As for the subsequent history of Supreme Court decisions? The decisions in question didn’t happen until well after the Founding itself, and even the 1825 Wayman case might be read to endorse the anti-alienation principle rather than the nondelegation doctrine, given the comment that “Congress may certainly delegate to others powers which the legislature may rightfully exercise itself.” If that’s right, true nondelegation arguments didn’t really start to crop up until later in the 19th century — though I would argue that Wayman‘s distinction between “important subjects” and “fill[ing] up the details” in areas of “lesser interest” is hard to sell as a distinction between delegating one’s powers and alienating them.

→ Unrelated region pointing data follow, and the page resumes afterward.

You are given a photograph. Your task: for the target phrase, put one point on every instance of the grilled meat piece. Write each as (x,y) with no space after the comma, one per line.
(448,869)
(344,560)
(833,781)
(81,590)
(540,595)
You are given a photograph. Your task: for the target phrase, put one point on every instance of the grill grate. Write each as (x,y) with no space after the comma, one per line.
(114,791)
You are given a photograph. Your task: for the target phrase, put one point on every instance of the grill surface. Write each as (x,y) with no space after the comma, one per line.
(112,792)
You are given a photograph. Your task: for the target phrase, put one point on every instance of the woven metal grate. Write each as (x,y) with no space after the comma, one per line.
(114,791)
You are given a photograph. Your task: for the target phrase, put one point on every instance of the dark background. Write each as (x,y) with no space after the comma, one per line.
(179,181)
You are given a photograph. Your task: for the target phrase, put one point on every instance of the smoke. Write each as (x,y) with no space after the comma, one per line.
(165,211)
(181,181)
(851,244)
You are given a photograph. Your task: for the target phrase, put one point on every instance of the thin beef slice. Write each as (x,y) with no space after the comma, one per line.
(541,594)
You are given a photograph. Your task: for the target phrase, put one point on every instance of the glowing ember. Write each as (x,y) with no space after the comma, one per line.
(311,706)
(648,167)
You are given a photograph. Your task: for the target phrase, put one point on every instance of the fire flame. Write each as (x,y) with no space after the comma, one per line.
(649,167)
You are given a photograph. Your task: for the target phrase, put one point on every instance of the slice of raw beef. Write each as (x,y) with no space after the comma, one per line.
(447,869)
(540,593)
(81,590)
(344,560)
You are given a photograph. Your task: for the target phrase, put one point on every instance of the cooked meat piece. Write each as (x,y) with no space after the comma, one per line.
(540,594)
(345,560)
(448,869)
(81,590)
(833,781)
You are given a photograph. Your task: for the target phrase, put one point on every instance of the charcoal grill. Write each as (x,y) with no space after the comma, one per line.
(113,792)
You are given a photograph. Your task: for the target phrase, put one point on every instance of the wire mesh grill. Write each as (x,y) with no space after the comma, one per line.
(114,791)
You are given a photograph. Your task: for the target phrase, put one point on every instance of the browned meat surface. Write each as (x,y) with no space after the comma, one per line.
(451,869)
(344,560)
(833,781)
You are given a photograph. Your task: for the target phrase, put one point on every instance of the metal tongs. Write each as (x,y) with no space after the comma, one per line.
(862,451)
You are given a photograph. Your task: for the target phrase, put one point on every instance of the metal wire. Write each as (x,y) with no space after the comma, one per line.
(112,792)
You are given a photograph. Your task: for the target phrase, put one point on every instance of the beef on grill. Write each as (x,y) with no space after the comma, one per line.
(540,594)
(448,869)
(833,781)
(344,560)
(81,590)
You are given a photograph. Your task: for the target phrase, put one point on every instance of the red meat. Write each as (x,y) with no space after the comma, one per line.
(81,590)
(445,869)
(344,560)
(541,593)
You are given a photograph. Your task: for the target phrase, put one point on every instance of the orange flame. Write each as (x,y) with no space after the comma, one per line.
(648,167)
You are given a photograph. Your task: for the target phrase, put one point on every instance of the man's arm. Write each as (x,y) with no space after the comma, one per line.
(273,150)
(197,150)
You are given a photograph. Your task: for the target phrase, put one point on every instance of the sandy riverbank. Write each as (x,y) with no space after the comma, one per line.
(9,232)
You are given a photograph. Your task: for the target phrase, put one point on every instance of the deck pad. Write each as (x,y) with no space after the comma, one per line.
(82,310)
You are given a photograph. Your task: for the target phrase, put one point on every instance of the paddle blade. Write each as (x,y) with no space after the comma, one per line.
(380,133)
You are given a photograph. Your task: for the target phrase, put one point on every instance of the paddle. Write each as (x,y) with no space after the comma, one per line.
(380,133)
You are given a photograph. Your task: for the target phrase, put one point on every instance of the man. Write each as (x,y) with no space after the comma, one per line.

Regardless, to hear Mortenson and Bagley tell it, the nondelegation doctrine is a complete fiction. It did not exist at the Founding and virtually never made any difference, even during the much-later years when the Supreme Court professed to believe in it. There’s no reason, or at least no originalist reason, to revive it and pump it full of steroids today.
Reading the Tea Leaves
Mortenson and Bagley have hardly provided a definitive debunking of Gorsuch’s argument for the nondelegation doctrine. Responses to their work are already trickling out; Ilan Wurman, for instance, has a blog post challenging the way they reinterpret Locke’s view and questioning the relevance of some of the Founding-era delegations cited. But even Wurman says the paper should prompt a rethinking of exactly where to draw the line between allowed and disallowed delegations, which in turn raises the question of how courts could enforce a reinvigorated nondelegation doctrine in a fair and objective way.
I’m not big into predictions, but my guess is that the arguments of Mortenson and Bagley won’t prove quite strong enough to knock the nondelegation-revival train off its tracks. When they find a case they like, I think the conservatives on the Court will at least nominally return to the 1825 “fill up the details” standard, but probably will not prove eager to strike down one hugely consequential law after another on that basis. They can’t go too far down that road without losing a vote or two over concerns about judicial activism, highly subjective line-drawing, and the Court’s own legitimacy, so they’ll mostly stick to smaller, less publicly known provisions — such as the one challenged in Gundy, which gave the attorney general full discretion over whether and how to register sex offenders who’d been convicted before the sex-offender-registry law went into effect.
Of course, none of this says anything about Congress’s blame for the administrative state. Even if the Constitution allows legislators to punt countless zillion-dollar decisions to the executive branch, so that each administration can undo the actions of the last in pursuit of its own whims, there’s no excuse for actually doing so. Not everything that’s constitutional is also a good idea.